1. Introduction

Public libraries in the U.S. all have a jurisdiction that they have been established to serve–and almost always from which they generate revenue from public funds (e.g., taxes). However, unlike school districts, the boundaries of these jurisdictions may not be readily available. A new indicator on the national dataset of public libraries aims to identify the Census geography that most closely aligns with the service area of each public library. Because this indicator is new, it needs to be validated. This report aims to answer the following research questions in order to validate–that is, flag outliers–for this new indicator.

Research Questions:

  • A. What are the most common service area geography types for public libraries in Illinois?
  • B. What is the typical service population size for a libraries in each geography type?
  • C. What is the distribution of the proportion of a public library’s cardholders to its service area population, and does it vary by geography type?
  • D. Is there are relationship between the number of cardholders and the service area population for a public library? Are there outliers to this relationship?

After a section that describes the data preparation, the final section presents the results for each research question.

2. Data Preparation

The raw data file contains all public libraries in the U.S. in 2022. It is a preliminary version of Public Libraries Survey, and older vintages of these data are available from the Institute of Museum and Library Services.

The code chunk that follows accomplishes the following tasks:

  1. Filter the records to only public libraries in Illinois
  2. Keep and rename only the five variables of interest for this analysis
  3. Parse the geography_code variable into two separate variables (to make it tidy)
    • geography type (e.g., place, county, school district)
    • precision level (e.g., exact, overlap, remainder)
  4. Recode the values of geography_type to match what tidycensus is expecting
    • [Above step is in preparation for anticipated processing for final project]
  5. Calculate the proportion of cardholders to service area population for each library
# Load the raw data
all_public_libraries <- read_csv(here("data","publiclibraries22.csv"))
## Warning: One or more parsing issues, call `problems()` on your data frame for details,
## e.g.:
##   dat <- vroom(...)
##   problems(dat)
# Clean the data
illinois_libraries <- all_public_libraries %>%
  clean_names() %>%
  filter(stabr=='IL') %>% # select only Illinois libraries
  filter(fscskey!="-3") %>% # remove closed libraries
  rename(library_id = fscskey, # rename variables to be easier to remember
         legal_basis = c_legbas,
         geography_code = geocode,
         service_area_pop = popu_lsa,
         cardholders = regbor) %>%
  select(library_id, legal_basis, geography_code, service_area_pop, cardholders) %>%
  # Next line replaces incorrect value for IL8034 in preliminary data
  mutate(geography_code = replace(geography_code, geography_code == "CI1", "CD1")) %>%
  # Separate the geographic_code variable into parts
  separate(geography_code, 
           c("geography_type", "geography_precision"), # name the new variables
           2, # split after 2nd character
           remove=FALSE) %>% #keep the original variable
  # recode geography_type values to be human readable
  mutate(geography_type = case_match(geography_type,
                                     'CO' ~ 'county',
                                     'CD' ~ 'county subdivision',
                                     'MD' ~ 'multi-county subdivision',
                                     'PL' ~ 'place',
                                     'MP' ~ 'multi-place',
                                     'SU' ~ 'school district (unified)',
                                     'OT' ~ 'other'
                                     )) %>%
  # calculate proportion of cardholders to service area population
  mutate(users_pop_proportion = cardholders / service_area_pop)

3. Analysis

3a. What are the most common service area geography types for public libraries in Illinois?

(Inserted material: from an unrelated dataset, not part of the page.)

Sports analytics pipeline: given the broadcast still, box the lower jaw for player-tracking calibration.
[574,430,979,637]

Out of 623 public libraries in Illinois, just over half (n=331) have a service area that is based on a “place”: either incorporated, like a city or village, or unincorporated, which in this case means “Census-designated”. Another 77 libraries are based on a combination of places (i.e., “multi-place”). The next most common (n=115) is “county subdivision,” which in this case means a township.

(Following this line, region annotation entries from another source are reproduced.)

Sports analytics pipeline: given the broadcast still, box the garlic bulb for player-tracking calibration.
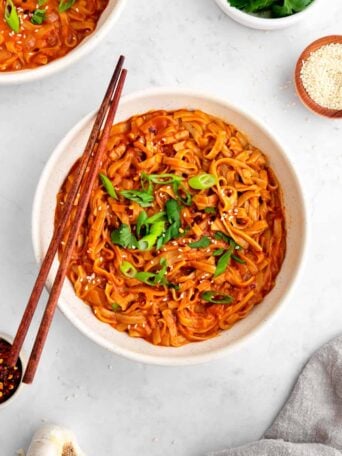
[26,424,85,456]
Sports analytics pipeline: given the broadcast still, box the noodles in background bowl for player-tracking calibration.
[56,110,286,347]
[0,0,108,72]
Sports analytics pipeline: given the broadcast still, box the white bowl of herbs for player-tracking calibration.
[215,0,322,30]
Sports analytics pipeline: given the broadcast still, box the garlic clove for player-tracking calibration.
[26,424,85,456]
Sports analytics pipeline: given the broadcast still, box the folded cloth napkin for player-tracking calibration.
[210,336,342,456]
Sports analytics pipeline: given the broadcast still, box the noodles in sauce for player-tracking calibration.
[0,0,108,71]
[56,110,286,347]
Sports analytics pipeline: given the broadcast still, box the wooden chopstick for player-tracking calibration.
[6,56,126,378]
[23,70,127,383]
[6,55,125,366]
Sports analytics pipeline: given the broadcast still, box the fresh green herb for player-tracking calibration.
[138,220,165,250]
[134,271,156,287]
[58,0,76,13]
[155,258,167,283]
[111,223,138,249]
[214,245,234,277]
[134,258,172,289]
[228,0,313,17]
[188,173,216,190]
[99,173,118,199]
[188,236,210,249]
[120,190,154,207]
[4,0,20,33]
[136,211,148,236]
[31,9,46,25]
[146,211,166,224]
[204,207,216,214]
[272,0,313,17]
[157,199,181,248]
[232,255,246,264]
[120,261,137,279]
[201,290,234,304]
[112,302,121,312]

# geom_bar for frequencies by geography_type
illinois_libraries %>%
  ggplot(aes(x = geography_type, fill = geography_type)) +
  geom_bar() +
  geom_text(aes(label = after_stat(count)), stat = "count", vjust = -0.2) +
  guides(fill = "none") + # remove unnecessary legend
  labs(
    title = "Count of Illinois Libraries by Geography Type",
    x = "Geography Type"
  )

3b. What is the typical service population size for a libraries in each geography type?

We would expect, in general, for counties to have larger populations than cities. The chart below confirms this assumption by showing that the median service area population of Illinois public libraries based on a county service area is larger than that of those based on a place or county subdivision. (Note: the value for “Other” in this chart should be ignored as there is only one library of geography type “Other”.)

illinois_libraries %>%
  group_by(geography_type) %>% #add vars here that need to be included in summarize
  summarize(med_svc_area_pop = median(service_area_pop)) %>%
  ggplot(aes(x = geography_type, y = med_svc_area_pop, fill = geography_type)) +
  geom_col() +
  theme(legend.position = "none") + # remove unnecessary legend
  labs(
    title = "Median Service Area Population of Illinois Libraries by Geography Type",
    x = "Geography Type",
    y = "Median Service Area Population"
  )

3c. What is the distribution of the proportion of a public library’s cardholders to its service area population, and does it vary by geography type?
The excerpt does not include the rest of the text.